If you're contributing to the core design space of the business, you're fine. If your job is adjacent to that space, doing work that AI can now handle, the ground is shifting beneath you. This has always been true of technological change. The difference now is the speed.

The language we use to describe this moment isn't helping. "Vibe coding" gets thrown around a lot, but it's not a serious term. It implies you're programming without understanding, just prompting and hoping. That's not what most people are actually doing.

Think about writing. Nobody calls a novelist a "typist." Typing is the mechanical act. Writing is the creative one. The same distinction exists in software: coding is mechanical, programming is creative. You can outsource the typing without outsourcing the writing. You can outsource the coding without outsourcing the programming.

What's emerged is a new layer: using AI to handle the mechanical parts so you can focus on the design space. I'd call this directed programming. You're directing. The AI is executing. You know where you're going. You're still the one driving.

Directed programming is sustainable as long as you stay on your side of the threshold. The moment you lose the ability to reason about the system, you're not directing anymore. You're just prompting.

There's one more conversation happening that I've intentionally left out of this essay.

Some people argue that the future of work is building systems where agents do everything and you focus entirely on judging the quality of their output.

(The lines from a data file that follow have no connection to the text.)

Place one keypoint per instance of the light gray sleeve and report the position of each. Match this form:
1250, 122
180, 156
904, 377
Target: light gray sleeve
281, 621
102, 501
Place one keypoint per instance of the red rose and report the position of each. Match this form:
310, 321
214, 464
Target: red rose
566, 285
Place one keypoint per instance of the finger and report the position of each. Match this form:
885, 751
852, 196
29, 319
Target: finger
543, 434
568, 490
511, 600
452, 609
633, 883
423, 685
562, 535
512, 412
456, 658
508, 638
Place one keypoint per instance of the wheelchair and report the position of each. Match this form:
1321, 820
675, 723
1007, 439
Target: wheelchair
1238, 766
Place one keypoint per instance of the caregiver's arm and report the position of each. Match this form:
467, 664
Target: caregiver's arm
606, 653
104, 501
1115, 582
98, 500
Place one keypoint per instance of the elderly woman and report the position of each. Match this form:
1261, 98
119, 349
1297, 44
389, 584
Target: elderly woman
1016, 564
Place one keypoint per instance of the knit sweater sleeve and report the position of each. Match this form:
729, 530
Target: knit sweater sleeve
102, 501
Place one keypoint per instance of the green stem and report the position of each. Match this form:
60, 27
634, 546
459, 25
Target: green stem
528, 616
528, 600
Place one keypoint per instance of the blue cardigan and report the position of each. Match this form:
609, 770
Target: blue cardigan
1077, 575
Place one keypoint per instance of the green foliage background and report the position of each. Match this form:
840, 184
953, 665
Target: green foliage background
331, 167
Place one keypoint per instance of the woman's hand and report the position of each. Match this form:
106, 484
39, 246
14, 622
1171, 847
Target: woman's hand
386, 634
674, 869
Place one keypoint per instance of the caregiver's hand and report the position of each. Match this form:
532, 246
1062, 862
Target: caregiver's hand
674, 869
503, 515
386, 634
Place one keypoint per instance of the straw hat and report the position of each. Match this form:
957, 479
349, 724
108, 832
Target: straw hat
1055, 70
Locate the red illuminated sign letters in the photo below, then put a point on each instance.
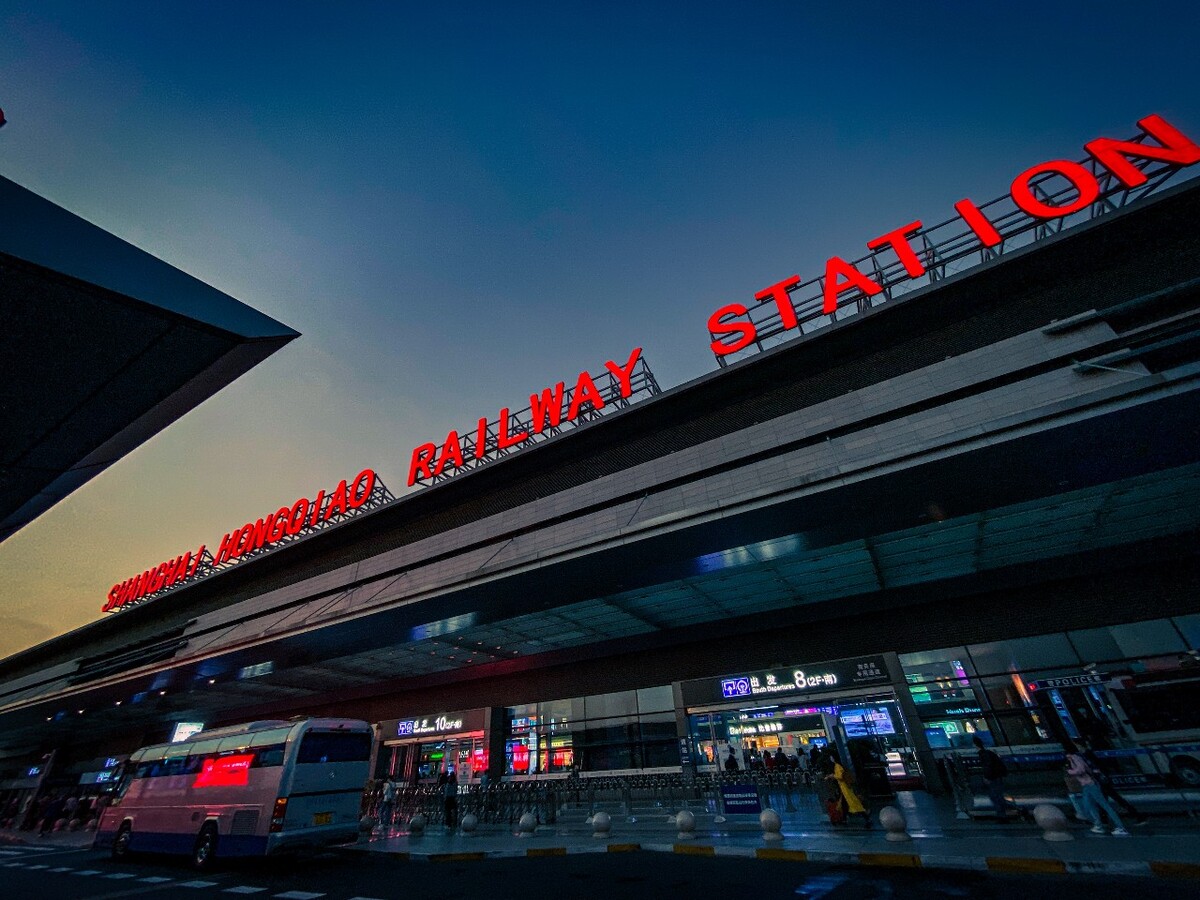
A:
(263, 533)
(431, 461)
(732, 333)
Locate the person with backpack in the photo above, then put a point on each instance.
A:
(851, 804)
(1093, 799)
(994, 773)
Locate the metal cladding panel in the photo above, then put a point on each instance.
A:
(106, 346)
(40, 232)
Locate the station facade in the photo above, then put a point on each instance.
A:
(966, 511)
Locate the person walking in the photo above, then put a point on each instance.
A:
(387, 804)
(450, 799)
(850, 799)
(994, 772)
(1093, 799)
(1108, 789)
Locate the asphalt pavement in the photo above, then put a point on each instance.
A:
(53, 871)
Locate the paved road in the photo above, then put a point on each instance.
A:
(49, 873)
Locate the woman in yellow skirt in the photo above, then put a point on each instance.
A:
(849, 795)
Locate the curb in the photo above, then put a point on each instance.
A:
(1003, 865)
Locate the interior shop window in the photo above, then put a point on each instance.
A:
(1189, 627)
(561, 711)
(955, 733)
(1007, 693)
(1147, 639)
(1024, 653)
(655, 700)
(916, 661)
(1024, 727)
(604, 706)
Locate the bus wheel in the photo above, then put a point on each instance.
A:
(204, 855)
(121, 843)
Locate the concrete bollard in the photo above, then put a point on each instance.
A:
(1053, 822)
(772, 826)
(527, 825)
(894, 823)
(601, 825)
(685, 821)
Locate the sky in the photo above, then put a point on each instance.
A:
(457, 204)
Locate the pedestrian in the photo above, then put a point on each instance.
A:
(851, 802)
(994, 772)
(387, 804)
(450, 797)
(1093, 799)
(1108, 789)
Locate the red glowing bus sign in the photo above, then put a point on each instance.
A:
(909, 252)
(549, 412)
(288, 523)
(225, 772)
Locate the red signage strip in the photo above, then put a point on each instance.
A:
(549, 413)
(1042, 201)
(352, 497)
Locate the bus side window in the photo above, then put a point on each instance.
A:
(265, 756)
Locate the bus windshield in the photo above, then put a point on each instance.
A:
(334, 747)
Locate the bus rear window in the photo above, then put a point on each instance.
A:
(334, 747)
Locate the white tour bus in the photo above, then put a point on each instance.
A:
(246, 790)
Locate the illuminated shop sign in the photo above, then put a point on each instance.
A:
(288, 523)
(784, 683)
(439, 725)
(1067, 682)
(549, 412)
(1038, 199)
(185, 730)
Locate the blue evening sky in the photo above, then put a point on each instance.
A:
(461, 203)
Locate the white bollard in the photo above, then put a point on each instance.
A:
(772, 826)
(526, 825)
(894, 823)
(366, 825)
(601, 825)
(1053, 822)
(685, 821)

You don't direct. You evaluate.

I think this argument deserves serious consideration, but it's a different conversation. Everything I've said up to this point assumes a human in the loop, using AI as a tool. The agent model assumes AI runs autonomously and humans assess outcomes.

That model creates a vacuum. If the agent is doing the work and you're only judging, who owns the result? Who's responsible for the consequences? Where does authorship live?

I'd argue this leads to a fundamental split: AI operates in the design space of what. Humans operate in the design space of why. When AI handles all of the what, the only thing left for humans is the why. The intent. The reason it exists.

But that's a different essay about two different classes of creation. For now, the question is simpler: where does your design space live? And are you the one driving?

Both people in that coffee shop are telling the truth. They're just building different things.

The real question isn't whether AI is good at code. The real question is whether you know where your design space lives, and whether you're still the one directing what happens inside it.